Moody’s Assigns Ratings to Daimler’s Inaugural Truck Securitization



Moody’s Investors Service assigned provisional ratings to notes to be issued by Daimler Trucks Retail Trust, Series 2018-1, sponsored by Mercedes-Benz Financial Services, a wholly owned subsidiary of Daimler AG, which will also act as servicer and administrator of the transaction.

The notes will be backed by a pool of fixed-rate truck and transportation equipment loans. The receivables are secured by new and used trucking and transportation equipment such as tractors, trailers, buses and vans. This securitization will be MBFS USA’s first term ABS transaction backed by truck and transportation equipment loans.

The complete rating actions are as follows:

  • Class A-1 Asset Backed Notes, Assigned (P)P-1 (sf)
  • Class A-2 Asset Backed Notes, Assigned (P)Aaa (sf)
  • Class A-3 Asset Backed Notes, Assigned (P)Aaa (sf)
  • Class A-4 Asset Backed Notes, Assigned (P)Aaa (sf)

Moody’s said the provisional ratings are based on asset characteristics of the securitized pool of loans, structural features, credit enhancement, the performance of MBFS USA’s managed portfolio for the trucking and transportation equipment loans and the experience of MBFS USA as the originator and servicer.

Moody’s noted that although MBFS USA is not rated by Moody’s, the company is an indirect wholly owned subsidiary of Daimler AG. Moody’s views MBFS as an experienced sponsor and servicer. In addition, MBFS USA is a frequent sponsor of securitizations of retail auto receivables, retail auto leases and dealer floorplan receivables, for which it also acts as servicer.

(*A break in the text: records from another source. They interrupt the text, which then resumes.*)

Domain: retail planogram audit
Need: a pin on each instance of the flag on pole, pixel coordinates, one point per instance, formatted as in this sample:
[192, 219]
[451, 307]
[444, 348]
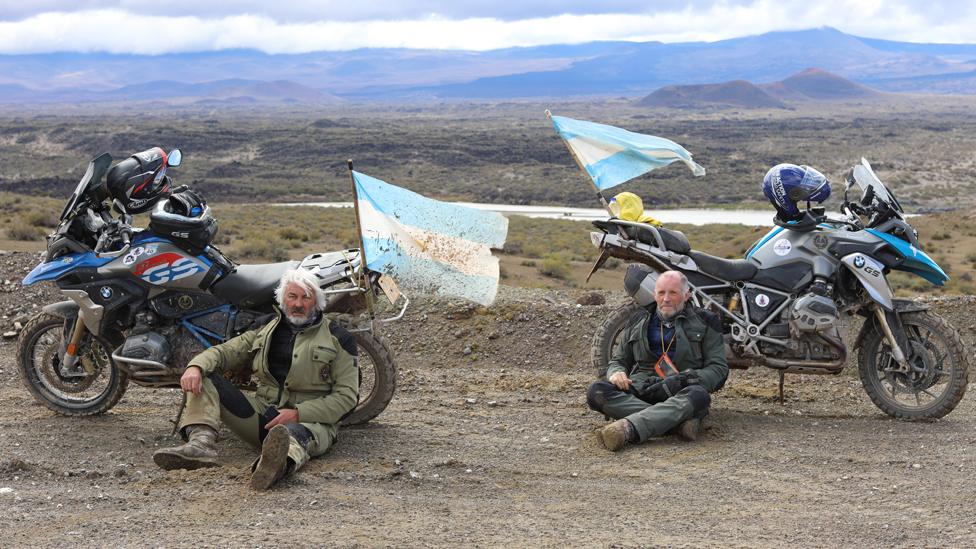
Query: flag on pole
[427, 245]
[612, 155]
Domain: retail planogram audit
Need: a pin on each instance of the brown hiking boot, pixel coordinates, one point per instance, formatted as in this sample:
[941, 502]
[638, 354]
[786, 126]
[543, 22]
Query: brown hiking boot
[199, 451]
[273, 463]
[617, 435]
[690, 429]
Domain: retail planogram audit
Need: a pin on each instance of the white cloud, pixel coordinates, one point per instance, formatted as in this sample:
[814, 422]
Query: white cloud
[120, 31]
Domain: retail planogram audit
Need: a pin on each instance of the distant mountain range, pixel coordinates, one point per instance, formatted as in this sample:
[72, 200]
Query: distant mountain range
[591, 69]
[810, 85]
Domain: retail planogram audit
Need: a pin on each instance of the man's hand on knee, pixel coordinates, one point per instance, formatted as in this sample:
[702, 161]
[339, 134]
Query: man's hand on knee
[621, 381]
[192, 380]
[286, 415]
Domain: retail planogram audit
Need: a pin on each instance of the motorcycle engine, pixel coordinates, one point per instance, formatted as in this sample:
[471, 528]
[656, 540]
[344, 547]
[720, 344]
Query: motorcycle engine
[146, 346]
[813, 313]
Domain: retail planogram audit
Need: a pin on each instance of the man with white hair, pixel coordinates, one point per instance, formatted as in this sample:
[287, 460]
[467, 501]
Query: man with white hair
[307, 380]
[669, 359]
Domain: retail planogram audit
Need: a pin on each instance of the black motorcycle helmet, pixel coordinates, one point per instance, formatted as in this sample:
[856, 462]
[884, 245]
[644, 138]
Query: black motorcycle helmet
[139, 181]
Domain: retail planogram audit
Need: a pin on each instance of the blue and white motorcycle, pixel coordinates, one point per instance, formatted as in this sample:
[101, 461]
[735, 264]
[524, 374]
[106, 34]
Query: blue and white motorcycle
[142, 303]
[780, 306]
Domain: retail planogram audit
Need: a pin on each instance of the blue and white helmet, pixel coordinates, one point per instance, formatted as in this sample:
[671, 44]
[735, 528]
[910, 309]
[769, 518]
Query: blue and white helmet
[787, 184]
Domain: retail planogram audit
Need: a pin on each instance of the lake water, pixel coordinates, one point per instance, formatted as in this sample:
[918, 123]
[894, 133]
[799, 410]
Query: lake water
[754, 218]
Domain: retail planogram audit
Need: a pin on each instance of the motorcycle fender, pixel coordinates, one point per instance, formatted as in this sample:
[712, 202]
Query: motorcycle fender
[63, 309]
[870, 273]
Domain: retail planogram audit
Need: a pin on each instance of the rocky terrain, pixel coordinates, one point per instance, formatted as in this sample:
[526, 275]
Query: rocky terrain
[488, 442]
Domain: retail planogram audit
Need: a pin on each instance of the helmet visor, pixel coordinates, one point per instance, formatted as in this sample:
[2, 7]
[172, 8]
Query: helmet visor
[812, 183]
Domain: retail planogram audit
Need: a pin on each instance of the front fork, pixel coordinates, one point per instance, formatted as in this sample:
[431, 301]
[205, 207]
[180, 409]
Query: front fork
[896, 351]
[71, 354]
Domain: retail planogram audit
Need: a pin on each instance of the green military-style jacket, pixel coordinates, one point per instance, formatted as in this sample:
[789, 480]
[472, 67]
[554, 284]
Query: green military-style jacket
[698, 346]
[322, 384]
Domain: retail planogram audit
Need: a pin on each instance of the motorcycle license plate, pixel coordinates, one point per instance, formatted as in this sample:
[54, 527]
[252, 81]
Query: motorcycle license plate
[390, 289]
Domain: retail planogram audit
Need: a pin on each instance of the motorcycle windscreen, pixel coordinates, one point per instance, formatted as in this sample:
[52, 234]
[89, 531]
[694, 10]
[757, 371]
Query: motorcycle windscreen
[865, 177]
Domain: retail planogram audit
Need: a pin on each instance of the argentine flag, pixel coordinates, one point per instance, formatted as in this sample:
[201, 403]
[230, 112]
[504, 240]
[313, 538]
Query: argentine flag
[612, 156]
[430, 246]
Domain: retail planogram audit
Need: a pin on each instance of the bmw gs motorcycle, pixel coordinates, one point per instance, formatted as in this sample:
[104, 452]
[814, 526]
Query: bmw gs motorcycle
[781, 304]
[142, 303]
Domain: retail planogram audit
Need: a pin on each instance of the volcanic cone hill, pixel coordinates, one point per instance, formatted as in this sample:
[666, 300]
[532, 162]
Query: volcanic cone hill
[809, 85]
[737, 93]
[818, 85]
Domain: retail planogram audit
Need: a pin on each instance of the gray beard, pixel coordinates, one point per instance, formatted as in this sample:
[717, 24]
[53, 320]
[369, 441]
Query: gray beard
[664, 316]
[301, 321]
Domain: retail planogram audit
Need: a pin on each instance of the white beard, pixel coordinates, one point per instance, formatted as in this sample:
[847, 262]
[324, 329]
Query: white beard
[298, 321]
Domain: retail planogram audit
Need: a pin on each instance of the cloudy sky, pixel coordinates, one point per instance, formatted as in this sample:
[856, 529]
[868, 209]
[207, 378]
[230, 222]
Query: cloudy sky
[296, 26]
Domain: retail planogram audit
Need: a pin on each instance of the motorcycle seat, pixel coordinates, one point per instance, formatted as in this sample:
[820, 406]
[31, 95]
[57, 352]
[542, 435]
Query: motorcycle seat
[251, 285]
[675, 241]
[726, 269]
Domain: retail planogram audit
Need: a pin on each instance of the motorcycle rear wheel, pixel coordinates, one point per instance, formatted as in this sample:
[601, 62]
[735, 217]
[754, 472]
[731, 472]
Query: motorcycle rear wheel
[939, 369]
[607, 335]
[71, 392]
[377, 374]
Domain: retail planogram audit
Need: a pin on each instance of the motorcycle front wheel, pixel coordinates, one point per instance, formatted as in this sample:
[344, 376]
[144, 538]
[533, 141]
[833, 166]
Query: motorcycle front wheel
[377, 378]
[93, 386]
[937, 372]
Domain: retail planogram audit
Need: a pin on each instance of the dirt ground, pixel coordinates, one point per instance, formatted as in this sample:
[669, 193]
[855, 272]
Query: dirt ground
[488, 443]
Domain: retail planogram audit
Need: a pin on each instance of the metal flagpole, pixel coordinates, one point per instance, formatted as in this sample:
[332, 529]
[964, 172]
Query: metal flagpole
[362, 245]
[599, 193]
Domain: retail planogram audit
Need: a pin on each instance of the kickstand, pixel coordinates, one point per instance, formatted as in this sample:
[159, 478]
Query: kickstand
[782, 376]
[179, 415]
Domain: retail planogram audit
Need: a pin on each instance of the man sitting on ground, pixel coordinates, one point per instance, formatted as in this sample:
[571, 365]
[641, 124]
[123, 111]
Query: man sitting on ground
[307, 381]
[670, 357]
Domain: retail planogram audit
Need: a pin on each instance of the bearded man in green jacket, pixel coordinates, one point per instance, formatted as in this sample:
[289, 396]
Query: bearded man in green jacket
[669, 358]
[307, 380]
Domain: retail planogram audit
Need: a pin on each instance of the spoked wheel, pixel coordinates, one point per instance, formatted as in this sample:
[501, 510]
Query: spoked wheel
[377, 375]
[607, 337]
[91, 387]
[936, 378]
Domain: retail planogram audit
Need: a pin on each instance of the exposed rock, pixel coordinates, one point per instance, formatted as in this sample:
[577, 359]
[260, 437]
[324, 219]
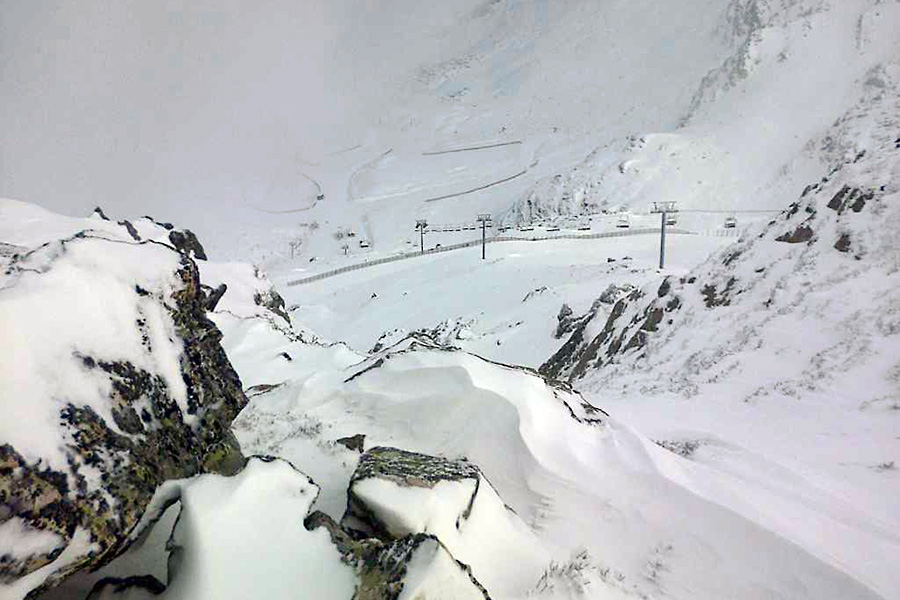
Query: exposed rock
[99, 213]
[354, 442]
[214, 295]
[153, 432]
[187, 243]
[112, 586]
[405, 469]
[383, 567]
[743, 276]
[395, 496]
[843, 243]
[565, 322]
[803, 233]
[131, 230]
[273, 301]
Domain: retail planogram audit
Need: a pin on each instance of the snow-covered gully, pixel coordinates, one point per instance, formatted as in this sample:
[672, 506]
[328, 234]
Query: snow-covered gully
[195, 406]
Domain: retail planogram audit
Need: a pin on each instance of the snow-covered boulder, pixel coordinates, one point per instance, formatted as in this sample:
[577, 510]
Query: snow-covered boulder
[114, 381]
[396, 493]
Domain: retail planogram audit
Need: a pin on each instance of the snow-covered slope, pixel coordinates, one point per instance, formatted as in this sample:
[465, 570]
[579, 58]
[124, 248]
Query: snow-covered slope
[756, 130]
[113, 383]
[784, 344]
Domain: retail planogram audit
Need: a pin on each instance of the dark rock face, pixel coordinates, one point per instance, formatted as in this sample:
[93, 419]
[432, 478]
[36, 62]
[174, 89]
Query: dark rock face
[382, 560]
[803, 233]
[718, 284]
[187, 243]
[354, 442]
[151, 440]
[406, 469]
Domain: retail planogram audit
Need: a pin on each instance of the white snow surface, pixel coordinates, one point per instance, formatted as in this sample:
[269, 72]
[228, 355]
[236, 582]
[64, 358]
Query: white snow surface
[73, 297]
[18, 539]
[243, 537]
[491, 539]
[432, 573]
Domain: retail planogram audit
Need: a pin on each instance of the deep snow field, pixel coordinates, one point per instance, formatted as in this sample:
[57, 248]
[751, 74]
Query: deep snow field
[744, 447]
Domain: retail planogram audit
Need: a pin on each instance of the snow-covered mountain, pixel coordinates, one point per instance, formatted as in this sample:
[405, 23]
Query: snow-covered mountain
[563, 419]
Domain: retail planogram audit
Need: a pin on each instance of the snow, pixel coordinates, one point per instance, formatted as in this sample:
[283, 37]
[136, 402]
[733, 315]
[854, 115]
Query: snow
[18, 539]
[780, 475]
[432, 573]
[244, 537]
[488, 297]
[492, 540]
[94, 279]
[79, 546]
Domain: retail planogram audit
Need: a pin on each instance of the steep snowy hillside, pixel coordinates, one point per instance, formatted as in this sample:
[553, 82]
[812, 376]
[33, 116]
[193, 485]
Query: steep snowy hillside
[353, 101]
[113, 383]
[756, 129]
[784, 344]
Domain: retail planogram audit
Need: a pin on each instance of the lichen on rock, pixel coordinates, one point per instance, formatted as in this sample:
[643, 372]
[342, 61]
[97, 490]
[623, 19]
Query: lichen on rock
[138, 401]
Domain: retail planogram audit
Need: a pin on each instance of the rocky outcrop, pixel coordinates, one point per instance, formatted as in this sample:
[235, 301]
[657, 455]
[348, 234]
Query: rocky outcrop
[187, 243]
[396, 496]
[405, 469]
[417, 564]
[273, 301]
[832, 235]
[151, 402]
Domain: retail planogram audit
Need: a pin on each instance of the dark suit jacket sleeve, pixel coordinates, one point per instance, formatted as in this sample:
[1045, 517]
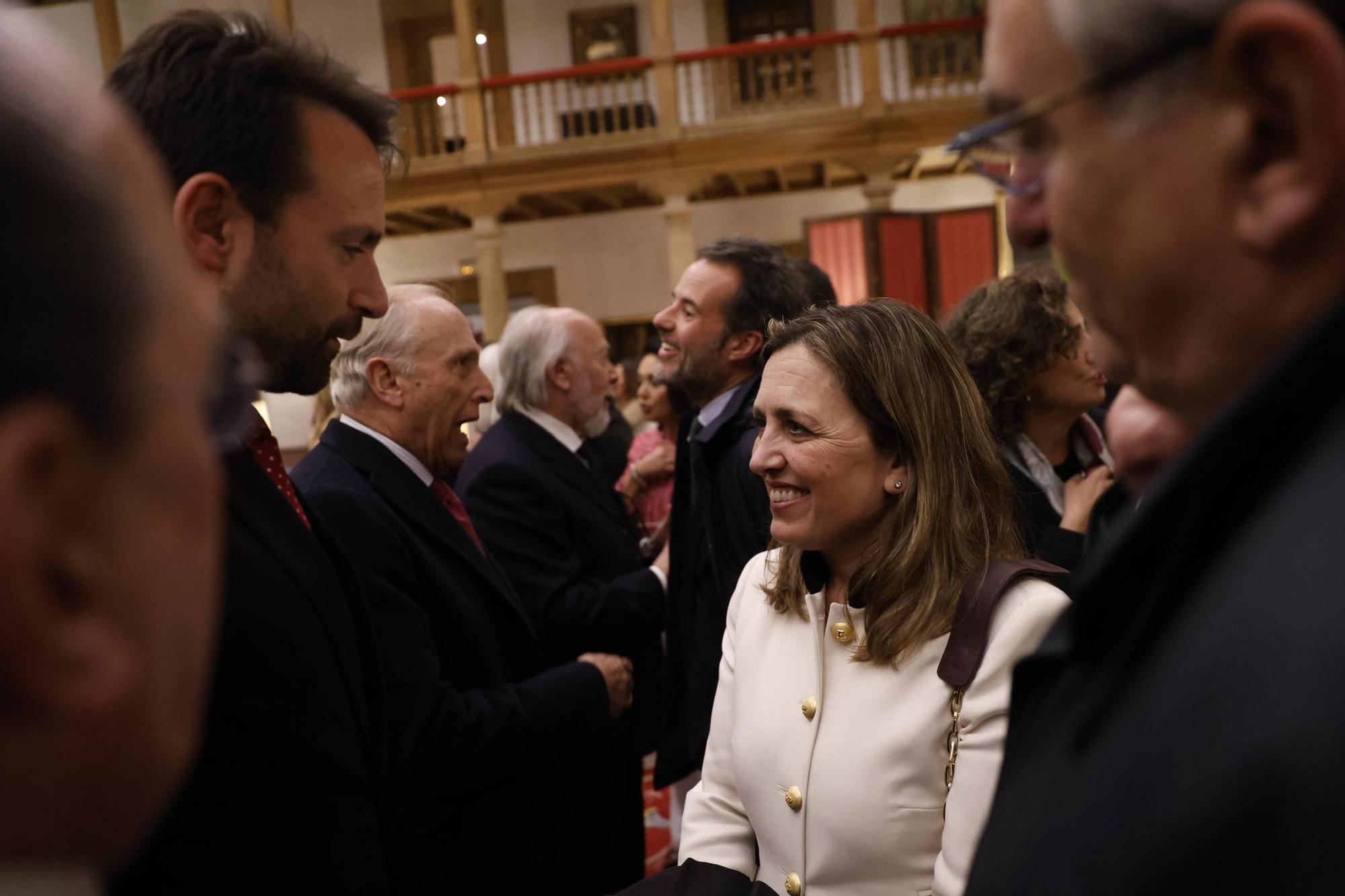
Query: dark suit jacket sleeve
[447, 731]
[525, 528]
[1039, 525]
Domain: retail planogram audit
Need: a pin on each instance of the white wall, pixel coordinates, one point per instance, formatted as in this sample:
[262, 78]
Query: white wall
[72, 25]
[353, 33]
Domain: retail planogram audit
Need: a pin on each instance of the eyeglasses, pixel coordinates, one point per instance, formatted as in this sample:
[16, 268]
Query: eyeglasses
[989, 149]
[233, 388]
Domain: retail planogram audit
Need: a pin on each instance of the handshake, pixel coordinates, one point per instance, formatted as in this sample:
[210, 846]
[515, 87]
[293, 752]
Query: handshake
[617, 673]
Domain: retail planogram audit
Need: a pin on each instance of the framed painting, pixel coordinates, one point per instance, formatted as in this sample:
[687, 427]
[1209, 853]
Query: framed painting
[603, 33]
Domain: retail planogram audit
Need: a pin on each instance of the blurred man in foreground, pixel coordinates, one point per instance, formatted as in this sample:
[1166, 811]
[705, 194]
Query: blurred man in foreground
[108, 489]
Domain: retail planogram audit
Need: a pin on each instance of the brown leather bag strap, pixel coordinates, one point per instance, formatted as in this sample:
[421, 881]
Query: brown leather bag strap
[972, 626]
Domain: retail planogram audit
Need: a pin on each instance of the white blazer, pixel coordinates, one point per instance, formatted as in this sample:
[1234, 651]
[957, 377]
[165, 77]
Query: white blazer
[870, 764]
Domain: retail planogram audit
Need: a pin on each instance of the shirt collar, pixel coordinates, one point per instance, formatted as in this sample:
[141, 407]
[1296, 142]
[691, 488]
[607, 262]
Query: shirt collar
[716, 405]
[563, 434]
[401, 454]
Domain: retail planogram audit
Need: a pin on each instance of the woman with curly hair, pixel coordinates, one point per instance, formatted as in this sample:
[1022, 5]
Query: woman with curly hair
[1027, 346]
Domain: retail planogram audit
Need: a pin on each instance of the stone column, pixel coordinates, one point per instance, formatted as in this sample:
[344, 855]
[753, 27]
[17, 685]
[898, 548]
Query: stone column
[677, 214]
[490, 275]
[470, 85]
[110, 32]
[871, 72]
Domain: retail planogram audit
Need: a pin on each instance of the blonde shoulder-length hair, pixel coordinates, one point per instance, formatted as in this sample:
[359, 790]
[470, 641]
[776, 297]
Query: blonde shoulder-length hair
[956, 512]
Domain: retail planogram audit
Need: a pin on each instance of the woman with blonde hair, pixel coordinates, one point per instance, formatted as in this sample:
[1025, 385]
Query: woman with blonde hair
[856, 737]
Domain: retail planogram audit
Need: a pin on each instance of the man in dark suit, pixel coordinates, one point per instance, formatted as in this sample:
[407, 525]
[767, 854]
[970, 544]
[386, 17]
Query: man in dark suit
[712, 338]
[570, 545]
[110, 505]
[276, 154]
[1180, 731]
[479, 727]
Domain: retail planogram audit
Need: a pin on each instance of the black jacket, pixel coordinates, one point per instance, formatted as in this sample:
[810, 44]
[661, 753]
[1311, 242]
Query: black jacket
[474, 756]
[1039, 525]
[722, 518]
[1182, 727]
[571, 548]
[286, 794]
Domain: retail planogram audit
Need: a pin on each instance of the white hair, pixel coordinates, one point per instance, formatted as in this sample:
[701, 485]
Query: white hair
[1114, 33]
[391, 338]
[535, 339]
[489, 413]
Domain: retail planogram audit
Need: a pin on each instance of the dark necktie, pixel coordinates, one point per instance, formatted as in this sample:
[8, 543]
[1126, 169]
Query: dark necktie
[455, 506]
[266, 451]
[590, 458]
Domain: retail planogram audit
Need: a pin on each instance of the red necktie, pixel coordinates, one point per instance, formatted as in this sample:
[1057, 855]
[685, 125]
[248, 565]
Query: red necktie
[455, 506]
[266, 451]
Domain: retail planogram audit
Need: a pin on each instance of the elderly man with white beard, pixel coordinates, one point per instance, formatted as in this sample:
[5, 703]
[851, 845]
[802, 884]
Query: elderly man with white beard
[572, 552]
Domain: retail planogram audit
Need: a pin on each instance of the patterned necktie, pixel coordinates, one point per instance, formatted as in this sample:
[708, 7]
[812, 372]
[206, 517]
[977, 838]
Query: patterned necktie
[455, 506]
[266, 451]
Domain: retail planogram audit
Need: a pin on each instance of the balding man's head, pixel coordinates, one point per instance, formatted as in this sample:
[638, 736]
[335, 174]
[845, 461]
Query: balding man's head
[1195, 166]
[556, 360]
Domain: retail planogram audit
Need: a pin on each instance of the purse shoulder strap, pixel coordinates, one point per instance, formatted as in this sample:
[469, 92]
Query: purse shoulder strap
[977, 606]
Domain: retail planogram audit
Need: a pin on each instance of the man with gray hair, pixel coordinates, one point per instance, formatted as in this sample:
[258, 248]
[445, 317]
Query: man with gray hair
[110, 521]
[1180, 729]
[478, 721]
[572, 551]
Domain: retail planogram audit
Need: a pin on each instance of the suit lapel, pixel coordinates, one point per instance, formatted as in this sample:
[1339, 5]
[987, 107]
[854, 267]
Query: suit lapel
[415, 502]
[258, 505]
[571, 470]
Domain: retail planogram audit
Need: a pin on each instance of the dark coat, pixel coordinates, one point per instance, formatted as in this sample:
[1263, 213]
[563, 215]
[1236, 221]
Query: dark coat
[572, 552]
[722, 518]
[1182, 727]
[613, 446]
[286, 792]
[474, 755]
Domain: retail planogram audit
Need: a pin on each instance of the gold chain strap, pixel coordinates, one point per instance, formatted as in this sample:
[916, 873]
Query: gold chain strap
[956, 710]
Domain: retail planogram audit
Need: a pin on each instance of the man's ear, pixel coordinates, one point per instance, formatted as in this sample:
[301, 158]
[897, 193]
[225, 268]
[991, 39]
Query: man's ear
[385, 382]
[212, 222]
[562, 374]
[63, 647]
[743, 346]
[1285, 69]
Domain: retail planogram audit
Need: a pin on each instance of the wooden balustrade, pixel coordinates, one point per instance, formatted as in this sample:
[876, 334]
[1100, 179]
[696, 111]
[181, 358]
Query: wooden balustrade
[931, 60]
[813, 72]
[613, 100]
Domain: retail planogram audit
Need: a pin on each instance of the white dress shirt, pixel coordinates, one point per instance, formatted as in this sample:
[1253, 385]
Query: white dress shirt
[567, 436]
[868, 764]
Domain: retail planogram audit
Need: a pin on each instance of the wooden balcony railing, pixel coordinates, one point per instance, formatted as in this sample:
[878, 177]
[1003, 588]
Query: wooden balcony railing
[580, 103]
[610, 100]
[931, 60]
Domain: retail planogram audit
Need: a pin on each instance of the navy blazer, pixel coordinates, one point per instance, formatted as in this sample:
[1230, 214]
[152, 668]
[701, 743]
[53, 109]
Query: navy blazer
[1182, 728]
[287, 792]
[572, 552]
[478, 724]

Moody’s median cumulative net loss expectation for the DTRT 2018-1 collateral pool is 1.50% and the Aaa level is 11%. Moody’s based its loss expectation on the credit quality of the underlying collateral and the performance of MBFS USA’s managed portfolio. In the determination of the Aaa level, Moody’s evaluated the variability of that loss estimate based on factors including the securitized pool characteristics including seasoning, structural features, the performance data for the managed portfolio, and the originator and servicer quality.

At closing, the Class A notes will benefit from 10.00% hard credit enhancement. Hard credit enhancement will consist of overcollateralization (9.75% of the cutoff date pool balance) and a fully funded reserve account (0.25% of the cutoff date pool balance), both of which are non-declining, and are therefore expected to increase over time as a percentage of the remaining pool balance. The notes will also benefit from excess spread.